We will get you on something—even if it’s just a baby dose of it, I want that on board. Past that, we’ll see how far we need to go with LDL-C management, and we’re going to pick something that will get us there, hopefully on the first try. I always try to think about it in terms of what’s easiest for the patient from an adherence standpoint.
I’m also blessed to have a really amazing medication access team at Grady. We have medication access coordinators who get patients copay cards, foundation assistance, and PAP enrollment. They do our prior authorizations for us, so that piece I never have to worry about with my patients. We will get you something — it might take us a minute, but we will get it for you. I think that also really helps patients have buy-in into the process.

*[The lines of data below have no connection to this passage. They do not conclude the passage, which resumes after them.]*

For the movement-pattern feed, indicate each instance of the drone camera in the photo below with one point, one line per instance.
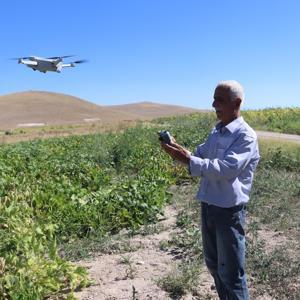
(165, 136)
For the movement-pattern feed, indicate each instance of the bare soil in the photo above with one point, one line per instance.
(137, 278)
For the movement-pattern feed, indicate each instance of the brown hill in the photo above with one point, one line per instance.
(150, 110)
(35, 107)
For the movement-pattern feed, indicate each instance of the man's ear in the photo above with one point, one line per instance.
(238, 103)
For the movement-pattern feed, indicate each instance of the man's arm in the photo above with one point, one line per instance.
(233, 163)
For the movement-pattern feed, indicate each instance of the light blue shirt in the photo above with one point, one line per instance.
(226, 162)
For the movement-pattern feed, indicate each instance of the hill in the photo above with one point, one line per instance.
(36, 107)
(32, 108)
(150, 110)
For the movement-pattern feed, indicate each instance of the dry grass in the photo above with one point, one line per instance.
(59, 109)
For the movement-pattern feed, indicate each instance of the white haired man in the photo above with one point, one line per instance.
(226, 163)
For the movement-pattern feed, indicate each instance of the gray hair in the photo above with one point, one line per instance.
(235, 89)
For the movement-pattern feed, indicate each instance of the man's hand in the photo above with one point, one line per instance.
(177, 152)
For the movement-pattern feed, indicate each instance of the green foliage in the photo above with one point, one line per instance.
(84, 188)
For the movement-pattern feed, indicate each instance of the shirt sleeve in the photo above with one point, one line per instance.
(234, 161)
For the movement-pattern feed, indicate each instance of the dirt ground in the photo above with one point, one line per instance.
(136, 279)
(134, 274)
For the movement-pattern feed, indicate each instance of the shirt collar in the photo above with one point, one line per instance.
(232, 126)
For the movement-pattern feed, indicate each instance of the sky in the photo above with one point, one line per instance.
(164, 51)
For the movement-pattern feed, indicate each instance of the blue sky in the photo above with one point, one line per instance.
(165, 51)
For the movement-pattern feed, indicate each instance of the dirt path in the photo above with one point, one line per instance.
(134, 274)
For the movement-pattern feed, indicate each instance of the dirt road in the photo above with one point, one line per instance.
(278, 136)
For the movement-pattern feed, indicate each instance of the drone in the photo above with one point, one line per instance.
(45, 64)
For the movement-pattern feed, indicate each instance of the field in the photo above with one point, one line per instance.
(63, 199)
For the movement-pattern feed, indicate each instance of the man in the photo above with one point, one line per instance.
(226, 163)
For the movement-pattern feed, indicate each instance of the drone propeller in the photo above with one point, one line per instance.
(80, 61)
(18, 58)
(57, 57)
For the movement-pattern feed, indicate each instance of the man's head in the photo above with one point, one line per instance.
(228, 97)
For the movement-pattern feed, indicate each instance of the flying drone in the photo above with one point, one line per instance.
(44, 64)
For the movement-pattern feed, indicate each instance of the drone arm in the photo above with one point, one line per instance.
(28, 62)
(67, 65)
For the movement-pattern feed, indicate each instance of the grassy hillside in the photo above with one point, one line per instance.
(64, 190)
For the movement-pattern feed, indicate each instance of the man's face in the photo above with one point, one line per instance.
(226, 109)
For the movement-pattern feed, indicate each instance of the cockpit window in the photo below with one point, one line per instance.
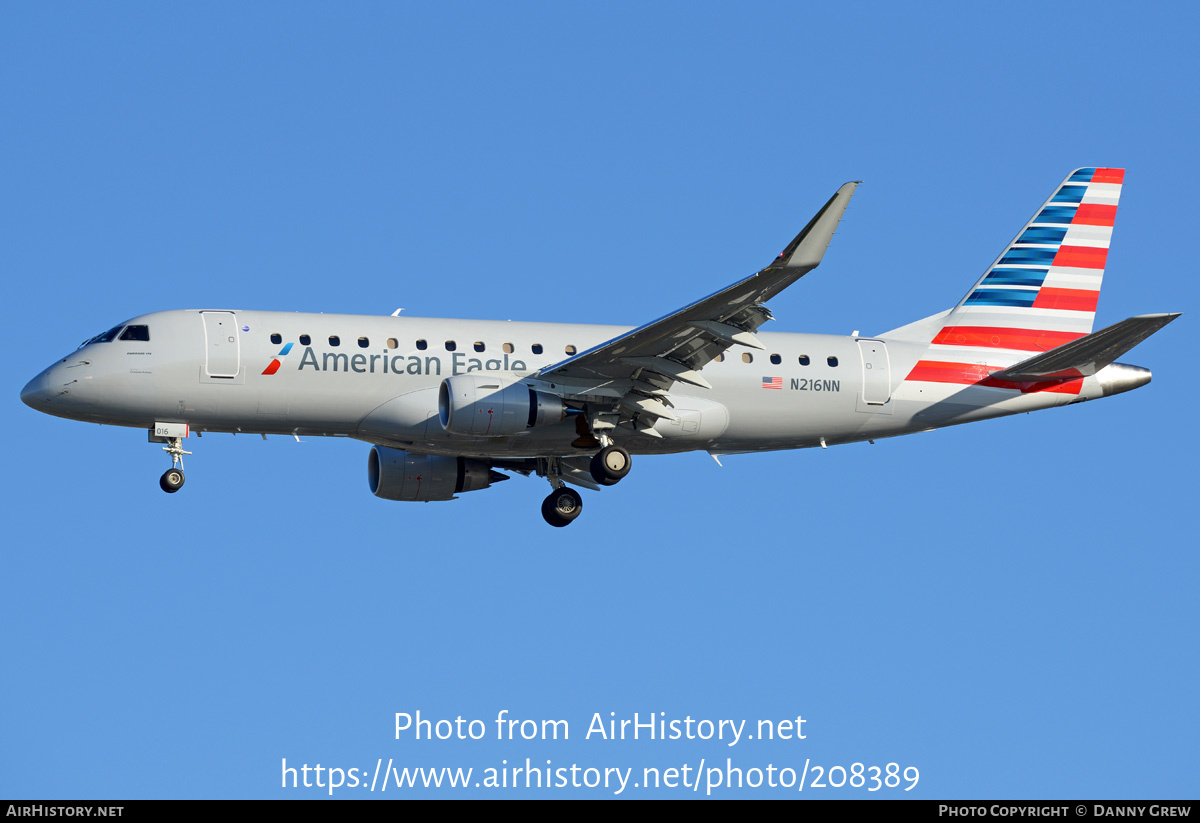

It is really, really important to establish the LDL-C goal upfront with patients so they know what they’re working toward and to keep checking it and maintain those targets. I’m so glad the guidelines updated and finally got that back in there with such strong recommendations, because our patients crave that—they want to know what they’re working toward. That has always been a huge help. It also helps when we’re telling a patient they need to do an injection and explaining why. I will consistently write down every option—probably 10 things—on a piece of paper and go over them with the patient: “We can’t do this one because it’s not going to get us where we need to go. We can’t do this one because it’s not the right one for you.” And then I let the patient choose—because when they have buy-in, they are going to be more adherent to that therapy.